Kamala Das was born on March 31, 1934 at Punnayurkulam in the Malabar area of Kerala. She is the daughter of V. M. Nair, a former managing editor of the widely-circulated Malayalam daily and Nalappatt Balamani Amma a renowned Malayali poetess. She acquainted with the great writers in Malayalam literature at a tender age and had enough exposure due to her stay at Calcutta and Kerala. The young Kamala read the Malayalam translation of Victor Hugo’s Les Miserables by Nalapattu Narayanamenon at a tender age of eight.

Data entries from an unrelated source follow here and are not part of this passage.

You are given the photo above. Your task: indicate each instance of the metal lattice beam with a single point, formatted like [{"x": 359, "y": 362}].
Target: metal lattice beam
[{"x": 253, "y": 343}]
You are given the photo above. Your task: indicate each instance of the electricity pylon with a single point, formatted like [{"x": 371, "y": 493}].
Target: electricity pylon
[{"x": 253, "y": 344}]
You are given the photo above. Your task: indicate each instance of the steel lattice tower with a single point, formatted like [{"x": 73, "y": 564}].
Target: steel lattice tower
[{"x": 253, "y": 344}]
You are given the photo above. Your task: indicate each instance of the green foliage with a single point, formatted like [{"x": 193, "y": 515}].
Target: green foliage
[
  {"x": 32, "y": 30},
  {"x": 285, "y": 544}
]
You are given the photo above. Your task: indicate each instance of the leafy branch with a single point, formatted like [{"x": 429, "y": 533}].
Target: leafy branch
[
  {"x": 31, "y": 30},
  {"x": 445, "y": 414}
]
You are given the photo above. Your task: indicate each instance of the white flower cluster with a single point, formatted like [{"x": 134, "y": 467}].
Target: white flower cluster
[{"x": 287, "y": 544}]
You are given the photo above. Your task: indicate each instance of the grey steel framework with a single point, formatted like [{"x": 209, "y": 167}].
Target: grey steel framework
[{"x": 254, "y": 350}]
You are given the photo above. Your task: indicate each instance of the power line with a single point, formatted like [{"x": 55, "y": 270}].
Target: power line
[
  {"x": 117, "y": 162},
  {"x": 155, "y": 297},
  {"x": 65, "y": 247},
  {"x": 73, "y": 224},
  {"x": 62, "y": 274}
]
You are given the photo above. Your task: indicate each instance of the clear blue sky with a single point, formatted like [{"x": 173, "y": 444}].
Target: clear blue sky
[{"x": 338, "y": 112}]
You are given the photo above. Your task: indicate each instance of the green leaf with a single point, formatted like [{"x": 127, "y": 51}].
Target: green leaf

This ancestral house and the love of her grandmother influenced the young ‘Amy’ to grow into the Malayalam writer Madhavikutty as well as English poet Kamala Das.
She was also active in politics in India, and has launched a national political party known as the Lok Seva Party, to concentrate on humanitarian work as well as to provide asylum to orphaned mothers and promote secularism. In 1984, she contested election to enter parliament, but lost.
Kamala Das’ first poetry collection Summer in Calcutta promised the rise of a revolutionary woman poet in India. Her writings mainly reflected woman’s longing for love and her restrictions in the society. Her stories and poems were greatly misunderstood and criticized by a section of Indian critics. Her poems like An Introduction, The Descendants, Alphabet of Lust and Only The Soul Knows How To Sing were open voices of restricted women in an orthodox society. Her autobiography My Story, published in 1976 put her on the centre of controversies. When this confessional work has been translated to more than 15 languages, Inadian critics accused for spreading the idea of unmarital relationships.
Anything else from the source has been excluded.